Furthermore, immutable copies of data must be air gapped. The term air gap refers to limited network connectivity between the source and the target sites. So, rather than constant network connectivity being available, the network connection is periodically activated to pull incremental updates from the source since that last transfer session was initiated.

With this approach, all objects must go through a checksum to verify the integrity of data being synced. Any point-in-time image created from any given source system can be recalled to any desired target system. This rids the restrictions imposed by outdated protocols like NDMP, which require parity between the original source system and the target of the recall.

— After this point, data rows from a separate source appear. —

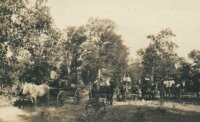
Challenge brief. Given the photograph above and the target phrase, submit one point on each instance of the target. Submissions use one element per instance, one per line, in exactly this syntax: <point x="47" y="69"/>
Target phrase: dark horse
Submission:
<point x="102" y="91"/>
<point x="36" y="91"/>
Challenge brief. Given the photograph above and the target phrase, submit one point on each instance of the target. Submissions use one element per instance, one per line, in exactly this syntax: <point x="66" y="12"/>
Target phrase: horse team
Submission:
<point x="168" y="89"/>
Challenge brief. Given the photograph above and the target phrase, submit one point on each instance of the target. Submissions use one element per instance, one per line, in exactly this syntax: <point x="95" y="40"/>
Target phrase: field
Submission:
<point x="129" y="111"/>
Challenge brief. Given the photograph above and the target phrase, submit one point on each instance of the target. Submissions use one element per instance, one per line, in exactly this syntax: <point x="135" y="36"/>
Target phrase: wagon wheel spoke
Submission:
<point x="61" y="98"/>
<point x="78" y="96"/>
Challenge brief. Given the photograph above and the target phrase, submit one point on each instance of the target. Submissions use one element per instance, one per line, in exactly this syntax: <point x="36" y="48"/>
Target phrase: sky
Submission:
<point x="135" y="19"/>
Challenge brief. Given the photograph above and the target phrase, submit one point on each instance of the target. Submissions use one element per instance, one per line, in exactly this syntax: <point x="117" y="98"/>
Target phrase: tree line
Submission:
<point x="31" y="47"/>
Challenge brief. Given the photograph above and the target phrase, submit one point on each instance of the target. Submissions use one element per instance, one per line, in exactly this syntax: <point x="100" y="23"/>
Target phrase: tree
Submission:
<point x="159" y="58"/>
<point x="194" y="55"/>
<point x="135" y="71"/>
<point x="106" y="47"/>
<point x="26" y="26"/>
<point x="94" y="47"/>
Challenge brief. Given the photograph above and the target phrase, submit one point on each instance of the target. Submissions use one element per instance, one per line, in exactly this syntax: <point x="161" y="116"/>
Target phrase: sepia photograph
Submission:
<point x="99" y="61"/>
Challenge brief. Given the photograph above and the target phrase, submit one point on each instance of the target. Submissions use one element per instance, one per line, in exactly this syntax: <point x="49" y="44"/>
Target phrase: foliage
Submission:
<point x="159" y="58"/>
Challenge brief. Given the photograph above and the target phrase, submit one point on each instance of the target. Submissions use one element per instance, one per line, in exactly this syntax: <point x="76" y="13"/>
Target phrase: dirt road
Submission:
<point x="120" y="111"/>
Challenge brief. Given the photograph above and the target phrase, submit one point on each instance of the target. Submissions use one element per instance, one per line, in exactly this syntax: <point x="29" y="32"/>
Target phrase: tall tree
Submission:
<point x="159" y="58"/>
<point x="194" y="55"/>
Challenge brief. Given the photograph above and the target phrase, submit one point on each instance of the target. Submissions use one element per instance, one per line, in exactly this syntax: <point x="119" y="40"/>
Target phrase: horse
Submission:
<point x="36" y="91"/>
<point x="169" y="87"/>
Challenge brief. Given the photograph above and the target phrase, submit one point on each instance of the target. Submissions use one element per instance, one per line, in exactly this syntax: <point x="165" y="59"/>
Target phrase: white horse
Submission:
<point x="34" y="91"/>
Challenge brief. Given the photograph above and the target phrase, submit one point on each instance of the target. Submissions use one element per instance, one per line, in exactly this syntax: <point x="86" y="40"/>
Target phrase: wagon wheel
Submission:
<point x="94" y="110"/>
<point x="78" y="96"/>
<point x="61" y="98"/>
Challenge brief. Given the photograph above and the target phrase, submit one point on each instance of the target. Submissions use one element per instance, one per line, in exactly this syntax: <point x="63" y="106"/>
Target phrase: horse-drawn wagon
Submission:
<point x="70" y="91"/>
<point x="100" y="95"/>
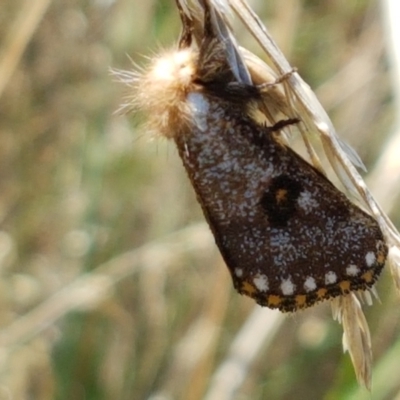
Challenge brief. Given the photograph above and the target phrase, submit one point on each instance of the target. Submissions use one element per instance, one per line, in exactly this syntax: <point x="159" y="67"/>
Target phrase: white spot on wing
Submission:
<point x="200" y="108"/>
<point x="352" y="270"/>
<point x="287" y="287"/>
<point x="261" y="283"/>
<point x="306" y="201"/>
<point x="370" y="259"/>
<point x="310" y="284"/>
<point x="238" y="272"/>
<point x="330" y="278"/>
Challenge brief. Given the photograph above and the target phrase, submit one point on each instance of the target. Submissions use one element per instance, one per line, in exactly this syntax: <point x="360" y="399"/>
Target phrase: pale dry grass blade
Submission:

Once a bucket or container is created on the object store and presented to the replication service, the software creates a unique, multi-level abstraction layer that allows the replicator to protect all file systems and their associated metadata. Just as a library filled with unique books that have their own authors, titles, date of publish, and so on, datasets have their own highly critical characteristics, such as NTFS permissions, ADS, POSIX mode bits, NFSv4 ACLs, and timestamps. These must be maintained accurately and in an immutable fashion to avoid the disaster ransomware can inflict.

Ninety-five percent of businesses cite the need to manage unstructured data as a problem for their business. While snapshots and replication are fine tools for quick, isolated recovery and for failover to a secondary system, it’s not an appropriate way to manage unstructured data in the face of rising ransomware threats. I’d encourage all business owners to seek out end end-to-end coverage of their unstructured datasets to add an extra line of defense to their organization.

About The Author

Brian Murphy is senior systems engineer at Datadobi.